Ainda continua recluso, ainda mais eu diria. Não tem amigos e seu único
passatempo é ir à pracinha para tentar sentir a liberdade que ele sentia na
fazenda. Contudo, o máximo que consegue é uma suave brisa com um leve frescor
perfumado de rosas tocando sua face. Por mais que tente cheirar a liberdade,
aqui ele não corre, não esbarra nas árvores, não ouve cantos de seres
desconhecidos.
Mas
sentindo ou não o cheiro da liberdade, toda manhã ele está na pracinha. E foi
em uma dessas manhãs que ele conheceu Cristina. O sol flutuava amarelo no céu
azulado. As rosas desabrochavam lentamente e as flores observavam atentas
aquele espetáculo. Algumas crianças brincavam no parquinho.
Cecílio
sentou-se no banco como de costume, cruzou as pernas e ficou balançando a
bengala desorientadamente. Alguns pombos o sobrevoaram na esperança de ganharem
migalhas do pão que ele levava a boca.
Ele continuou a morder fortemente o pão quando percebeu que não estava
sozinho naquele banco. Acomodou-se como quem marca território, mas não fez mais
que isso. Alguns minutos depois, o vento soprou e algo como longos cabelos bateram
em seu rosto.

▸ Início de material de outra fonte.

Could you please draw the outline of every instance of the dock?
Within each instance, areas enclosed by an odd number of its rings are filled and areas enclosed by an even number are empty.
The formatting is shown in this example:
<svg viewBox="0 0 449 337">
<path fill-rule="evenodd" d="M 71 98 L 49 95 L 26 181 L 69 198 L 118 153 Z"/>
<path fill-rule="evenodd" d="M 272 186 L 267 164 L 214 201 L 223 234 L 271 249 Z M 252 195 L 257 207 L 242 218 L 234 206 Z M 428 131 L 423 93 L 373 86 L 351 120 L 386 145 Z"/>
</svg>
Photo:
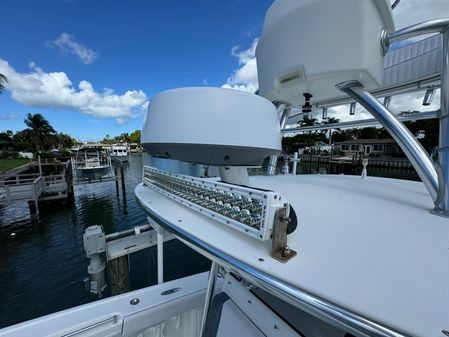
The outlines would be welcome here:
<svg viewBox="0 0 449 337">
<path fill-rule="evenodd" d="M 32 214 L 39 213 L 38 203 L 67 198 L 65 174 L 23 173 L 0 175 L 0 206 L 26 201 Z"/>
</svg>

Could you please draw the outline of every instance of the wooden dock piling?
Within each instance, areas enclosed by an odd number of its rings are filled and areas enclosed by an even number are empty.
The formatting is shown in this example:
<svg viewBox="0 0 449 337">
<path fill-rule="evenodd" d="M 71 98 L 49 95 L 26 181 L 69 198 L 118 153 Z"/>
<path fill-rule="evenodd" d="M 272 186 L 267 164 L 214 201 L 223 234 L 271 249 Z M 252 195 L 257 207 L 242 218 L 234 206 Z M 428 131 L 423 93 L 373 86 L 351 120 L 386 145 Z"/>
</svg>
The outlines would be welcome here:
<svg viewBox="0 0 449 337">
<path fill-rule="evenodd" d="M 124 173 L 124 169 L 123 169 L 123 165 L 120 165 L 120 180 L 122 182 L 122 192 L 125 193 L 126 189 L 125 189 L 125 173 Z"/>
<path fill-rule="evenodd" d="M 128 255 L 108 261 L 108 276 L 112 296 L 131 290 Z"/>
<path fill-rule="evenodd" d="M 114 167 L 114 176 L 115 176 L 115 191 L 117 192 L 117 198 L 118 198 L 118 173 L 117 173 L 117 167 Z"/>
</svg>

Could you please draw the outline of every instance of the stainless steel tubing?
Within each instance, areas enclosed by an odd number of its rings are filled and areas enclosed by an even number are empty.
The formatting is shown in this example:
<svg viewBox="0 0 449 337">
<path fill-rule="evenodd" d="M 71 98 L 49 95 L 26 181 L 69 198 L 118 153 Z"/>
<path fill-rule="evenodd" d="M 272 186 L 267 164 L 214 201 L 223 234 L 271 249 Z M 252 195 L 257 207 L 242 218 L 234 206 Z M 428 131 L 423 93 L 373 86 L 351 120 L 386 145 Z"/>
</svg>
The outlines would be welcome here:
<svg viewBox="0 0 449 337">
<path fill-rule="evenodd" d="M 281 129 L 285 128 L 288 122 L 288 116 L 290 114 L 290 107 L 287 107 L 285 103 L 281 103 L 277 108 L 277 113 L 279 116 L 279 124 Z"/>
<path fill-rule="evenodd" d="M 136 226 L 136 227 L 140 230 L 140 232 L 146 232 L 146 231 L 153 229 L 150 225 L 142 225 L 142 226 Z M 115 240 L 115 239 L 119 239 L 119 238 L 124 238 L 126 236 L 134 235 L 135 233 L 136 233 L 136 230 L 135 230 L 135 227 L 133 227 L 130 229 L 125 229 L 124 231 L 121 231 L 121 232 L 107 234 L 107 235 L 105 235 L 105 240 L 111 241 L 111 240 Z"/>
<path fill-rule="evenodd" d="M 391 95 L 400 95 L 407 94 L 417 91 L 427 90 L 429 87 L 439 88 L 440 86 L 440 74 L 435 74 L 433 76 L 429 76 L 428 78 L 424 78 L 417 82 L 403 83 L 395 86 L 391 86 L 388 88 L 381 88 L 377 90 L 371 91 L 371 95 L 375 97 L 385 97 Z M 338 98 L 328 99 L 325 101 L 315 102 L 313 104 L 314 108 L 324 108 L 324 107 L 334 107 L 338 105 L 349 104 L 353 102 L 350 97 L 342 96 Z M 289 118 L 296 117 L 298 115 L 302 115 L 303 113 L 294 113 L 289 116 Z"/>
<path fill-rule="evenodd" d="M 411 37 L 419 35 L 442 33 L 446 30 L 448 26 L 449 26 L 449 19 L 438 19 L 421 22 L 416 25 L 409 26 L 389 34 L 387 36 L 388 44 L 406 40 Z"/>
<path fill-rule="evenodd" d="M 337 88 L 351 96 L 368 110 L 391 134 L 412 163 L 434 202 L 438 197 L 438 174 L 432 159 L 415 136 L 396 116 L 385 108 L 358 81 L 340 83 Z"/>
<path fill-rule="evenodd" d="M 397 116 L 397 119 L 400 120 L 401 122 L 418 121 L 418 120 L 424 120 L 424 119 L 437 118 L 439 114 L 440 114 L 439 110 L 426 111 L 426 112 L 419 112 L 419 113 Z M 344 129 L 344 128 L 376 126 L 379 124 L 380 123 L 377 119 L 368 118 L 368 119 L 361 119 L 361 120 L 348 121 L 348 122 L 286 128 L 281 131 L 282 131 L 282 133 L 292 134 L 292 133 L 300 133 L 300 132 L 307 132 L 307 131 L 320 131 L 320 130 L 329 130 L 329 129 Z"/>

Nesse momento ele percebeu que sua companhia de banco era uma
mulher. Ficou curioso para saber como ela era, mas guardou a curiosidade para
si.
Minutos
continuaram a passar e alguém resolveu quebrar aquele silêncio. Ela, sim, ela
resolveu perguntar:
–
Você vê o dia?
Ele
desconsertadamente perguntou:
–
Você está falando comigo?
–
Sim, estou perguntando a pessoa que eu sei que está nesse banco comigo.
–
Infelizmente eu não posso lhe dizer, pois sou cego. Não vejo o dia e nem a
noite.
–
Eu também sou cega. Lhe perguntei pensando que você não era cego, pois é um
costume que tenho. Em todos os locais que ando sempre pergunto a alguém como
está o dia para que esse alguém possa me dizer e eu possa imaginar o que é
real.
–
E isso é bom?
–
É sim! Me faz sentir presente no mundo. Não me sinto tão deslocada.
–
Gostei disso. Acho que vou começar a fazer.
–
Que tal irmos procurar alguém aqui na praça que possa nos dizer?
– Gostei da ideia.
Os
dois levantaram. Cada um com sua bengala. Dirigiram-se em busca de alguém. Até
que... pararam uma senhora e perguntaram uníssonos:
–
Você vê o dia?
A
senhora respondeu:
–
Sim!
Eles
completaram:
–
Nos diga como ele está.
Calmamente
a senhora descreveu como estava o cenário que os rodeava. Terminada a descrição
eles agradeceram à senhora e saíram. Cecílio sorria. Cristina perguntou:
–
E aí? Gostou da experiência?
–
Foi muito boa. Consegui imaginar como está o dia.
Cristina
bateu a bengala em uma pedra e perguntou:
–
Posso lhe contar um segredo?
Cecílio
respondeu:
–
Pode.
Ela
prosseguiu:
– Eu pergunto as pessoas, imagino e guardo todos os dias bons como o de hoje em meu cérebro para que quando alguém me disser que o dia está ruim eu imaginá-los.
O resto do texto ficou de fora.